他交代完,见钟竹紧闭着唇,没说什么,也并没有接的意思。索性,他就放在了钟竹面前的桌子上,忙不迭地出去。没成想,就要到门口时,一副尽身冷黑而高大挺拔的衣身,一瞬间,出现在他面前。
风苏连忙停住脚步。
“钟竹,你——”
钟竹语气不像平常轻快,似是……颇有不满。
“鬼师大人。以前我不在的时候,你也是这样行事的吗?”
风苏一怔。实则,他并不明白,钟竹怎么就生气了……
钟竹像是自己冷静了一会,继续说:“先坐下吧,鬼师大人,情况到了这个局面,风道安那里,早一会晚一会,没什么区别了。”
他的言语,显然比刚才锐利了些,虽然有道理,却实在不中听,让风苏一阵凝噎。风苏气呼呼的,也不服气,就要理论一番。
“你、你怎么可以这么说!”
钟竹道:“因为我希望你能冷静冷静,不要一出事,就把自己的安危,就把自己,当成首当其冲的砝码。鬼师大人。你不能这么做。”
风苏僵滞了下。
钟竹轻下声来,道:“千岁棺有端倪。我想,鬼师大人就算再救人心切,也最好先留下来,听完我说的再做决定。我敢保证,到时候最该赴死的,可不是你。”
风苏愕然了下,沉默少许后,便折回了桌子旁,他放下了背包,背对着钟竹,攥着背包的背带,悻悻道:“……刚才,是我太着急了。我留下来,听你说完再做打算……”
安静的西殿内,两人都不约而同的坐会了原位,钟竹道:“据阎二殿下口风,千岁棺在打造时,应是在石窟与木棺之间,嵌入了金蝗符。消食风道安灵识的,正是那金蝗符所为。”
风苏骇然而了然。
金蝗,做为蚂蝗的母系旁支,一批较为古早而稀有的生灵,千年前,不知被什么神人点化,可以盘住人的四肢,消食人的灵识。

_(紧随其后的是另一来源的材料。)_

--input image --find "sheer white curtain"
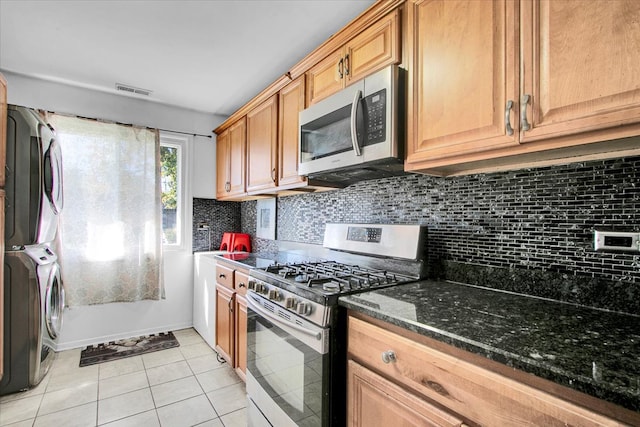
[49,114,164,305]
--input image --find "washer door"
[43,139,64,214]
[44,263,65,339]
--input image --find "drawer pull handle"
[520,95,531,130]
[382,350,396,363]
[504,100,513,136]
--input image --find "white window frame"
[160,131,192,252]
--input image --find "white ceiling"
[0,0,374,116]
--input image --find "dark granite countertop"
[339,281,640,412]
[215,252,314,269]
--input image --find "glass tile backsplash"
[194,157,640,314]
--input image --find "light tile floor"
[0,329,247,427]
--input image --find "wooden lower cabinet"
[216,263,249,380]
[234,294,247,381]
[233,270,249,381]
[347,314,640,427]
[347,360,463,427]
[216,283,235,365]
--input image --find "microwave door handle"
[351,90,362,156]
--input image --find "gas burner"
[264,261,410,294]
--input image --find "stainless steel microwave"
[298,66,404,182]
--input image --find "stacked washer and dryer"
[0,105,65,395]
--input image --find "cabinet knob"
[382,350,396,363]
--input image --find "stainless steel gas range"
[247,224,426,427]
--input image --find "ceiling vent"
[116,83,153,96]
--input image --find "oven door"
[247,291,329,427]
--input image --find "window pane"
[160,145,180,245]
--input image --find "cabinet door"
[227,117,247,197]
[216,286,235,366]
[407,0,518,170]
[216,129,231,199]
[344,9,401,84]
[234,294,247,381]
[521,0,640,141]
[307,48,344,106]
[278,76,306,187]
[0,190,5,379]
[0,73,8,188]
[247,95,278,192]
[347,360,462,427]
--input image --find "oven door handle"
[247,295,322,341]
[351,90,362,156]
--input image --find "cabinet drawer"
[233,270,249,295]
[216,264,233,289]
[348,317,620,426]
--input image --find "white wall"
[2,71,225,350]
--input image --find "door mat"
[80,332,180,367]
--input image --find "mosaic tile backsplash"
[192,199,241,252]
[241,157,640,315]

金蝗符,就是由这种生灵的皮肉制成的符咒,保持了金蝗特性的同时,让符下之人无以遁逃。
他道:“这么阴险的招数,到底是谁做的?”
钟竹说:“当然是,百鬼藏神窖的第一任主人——金乌仙人。”
风苏震惊。
千年前,天神阁还未由正道神佛统建,神佛分为正邪两道,金乌仙人便是邪道之一,且是翘楚,同一位邪佛,分别占据大江南北的许多阴鬼之地。
原来,这百鬼藏神窖,就是出自他的手笔……,可见这个人,术法也是绝高。
然而,据传闻,六百年前,金乌就因为窥探天机过分,加上阴鬼之地害人无数,被天神阁联合剿灭了。